The rolling speed of the modern high-speed wire rod production line has been increased from the early 40m/s to the current 120m/s, and the product specification range has also been extended to Φ5mm～Φ25mm. Bending at a certain inclination angle to form a ring-shaped coil, the coil falls to the air-cooled roller table and then transported to the coil collection station to complete the coil collection. In order to match the increasing rolling speed and achieve high-speed spinning of wire into coils, the new generation of laying heads needs to meet higher laying head speeds and wider laying head specifications, among which the laying heads are used to realize Due to the asymmetrical rotary structure of the spinning head rotor with loop forming function, the mass of the rotor is as high as 1800kg, and the maximum working speed of the rotor must reach 2100rpm. Therefore, during the working process of the laying machine, due to the inevitable eccentricity of the rotor caused by the bending of the wire and the thermal deformation of the related parts caused by the high temperature condition, it will produce a large periodical impact and vibration on the bearings and other supports of the laying machine, making the bearings Shortened life and limited increase in laying head speed. Therefore effective shock-absorbing or shock-absorbing measures are the key to the stable work of the laying head.

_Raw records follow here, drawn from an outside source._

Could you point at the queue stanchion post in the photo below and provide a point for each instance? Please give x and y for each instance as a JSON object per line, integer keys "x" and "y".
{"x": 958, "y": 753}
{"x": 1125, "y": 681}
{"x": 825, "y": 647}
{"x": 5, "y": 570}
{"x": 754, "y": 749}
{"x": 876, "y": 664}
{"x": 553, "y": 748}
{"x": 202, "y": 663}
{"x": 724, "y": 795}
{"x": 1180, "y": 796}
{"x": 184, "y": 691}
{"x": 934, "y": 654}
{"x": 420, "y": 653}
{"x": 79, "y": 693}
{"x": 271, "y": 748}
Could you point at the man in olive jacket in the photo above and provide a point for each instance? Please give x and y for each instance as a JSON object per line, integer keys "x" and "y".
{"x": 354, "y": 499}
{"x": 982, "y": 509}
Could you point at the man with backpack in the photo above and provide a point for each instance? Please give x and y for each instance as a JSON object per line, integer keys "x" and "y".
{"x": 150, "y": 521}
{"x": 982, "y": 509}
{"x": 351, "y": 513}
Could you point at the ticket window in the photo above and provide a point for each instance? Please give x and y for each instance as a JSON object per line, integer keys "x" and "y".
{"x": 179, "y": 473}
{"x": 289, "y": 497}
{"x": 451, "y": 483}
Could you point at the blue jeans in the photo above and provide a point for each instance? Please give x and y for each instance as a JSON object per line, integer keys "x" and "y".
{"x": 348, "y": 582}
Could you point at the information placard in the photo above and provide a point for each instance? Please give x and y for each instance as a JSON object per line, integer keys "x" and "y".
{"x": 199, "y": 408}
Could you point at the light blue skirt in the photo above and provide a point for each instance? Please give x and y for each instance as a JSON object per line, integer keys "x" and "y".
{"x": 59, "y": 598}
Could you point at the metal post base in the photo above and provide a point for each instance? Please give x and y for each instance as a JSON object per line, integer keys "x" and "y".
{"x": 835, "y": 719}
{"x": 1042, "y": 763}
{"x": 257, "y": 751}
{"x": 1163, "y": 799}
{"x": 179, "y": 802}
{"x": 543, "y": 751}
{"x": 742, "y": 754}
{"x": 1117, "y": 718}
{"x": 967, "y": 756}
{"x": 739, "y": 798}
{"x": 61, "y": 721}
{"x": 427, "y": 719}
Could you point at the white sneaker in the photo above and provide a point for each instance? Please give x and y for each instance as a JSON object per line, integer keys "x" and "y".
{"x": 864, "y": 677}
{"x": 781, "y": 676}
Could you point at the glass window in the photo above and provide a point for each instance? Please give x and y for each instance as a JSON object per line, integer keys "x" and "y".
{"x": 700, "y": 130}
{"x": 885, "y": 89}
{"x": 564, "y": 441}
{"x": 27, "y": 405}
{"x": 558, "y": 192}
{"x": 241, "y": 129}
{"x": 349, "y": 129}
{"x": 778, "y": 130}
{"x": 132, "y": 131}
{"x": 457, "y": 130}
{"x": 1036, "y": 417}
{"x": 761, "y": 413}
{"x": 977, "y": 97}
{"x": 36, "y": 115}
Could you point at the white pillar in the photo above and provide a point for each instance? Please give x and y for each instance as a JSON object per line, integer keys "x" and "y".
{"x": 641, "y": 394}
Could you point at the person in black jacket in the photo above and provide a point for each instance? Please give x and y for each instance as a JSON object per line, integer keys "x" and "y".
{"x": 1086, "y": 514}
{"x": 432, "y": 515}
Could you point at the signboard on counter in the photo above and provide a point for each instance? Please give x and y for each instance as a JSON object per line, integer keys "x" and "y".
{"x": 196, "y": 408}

The existing laying machine vibration damping measures are to install a large and a small two sets of rolling bearings with different clearances at the large end of the hollow shaft, and to install the bearing seats of the small bearings flexibly, and to add another set of damping to the bearing seats. Or the spring damping mechanism is used to absorb the vibration energy when the spinning head rotates at high speed, so as to achieve the purpose of reducing vibration. However, this structure puts forward extremely strict requirements on the clearance of the bearing, the processing accuracy of the spinning head rotor and the box, and the installation accuracy. If the installation and adjustment are not in place, it is likely to cause the vibration impact of the spinning head rotor On one bearing while the other is idling, instead of reducing the vibration of the laying head, it shortens the life of the bearing bearing. In addition, due to the special structure of the laying head, the turning diameter of the large end is relatively large, so the rolling bearings used are non-standard rolling bearings with large dimensions, which will limit the further increase in the speed of the laying head.

In view of the above problems, it is necessary to improve the structure of the existing laying head, and use the special dynamic characteristics of the combined bearing to support the smooth operation of the rotor of the laying head and realize the shock absorption function of the rotor, thereby improving the working efficiency of the laying head. Stability, and can further increase the speed of the laying head.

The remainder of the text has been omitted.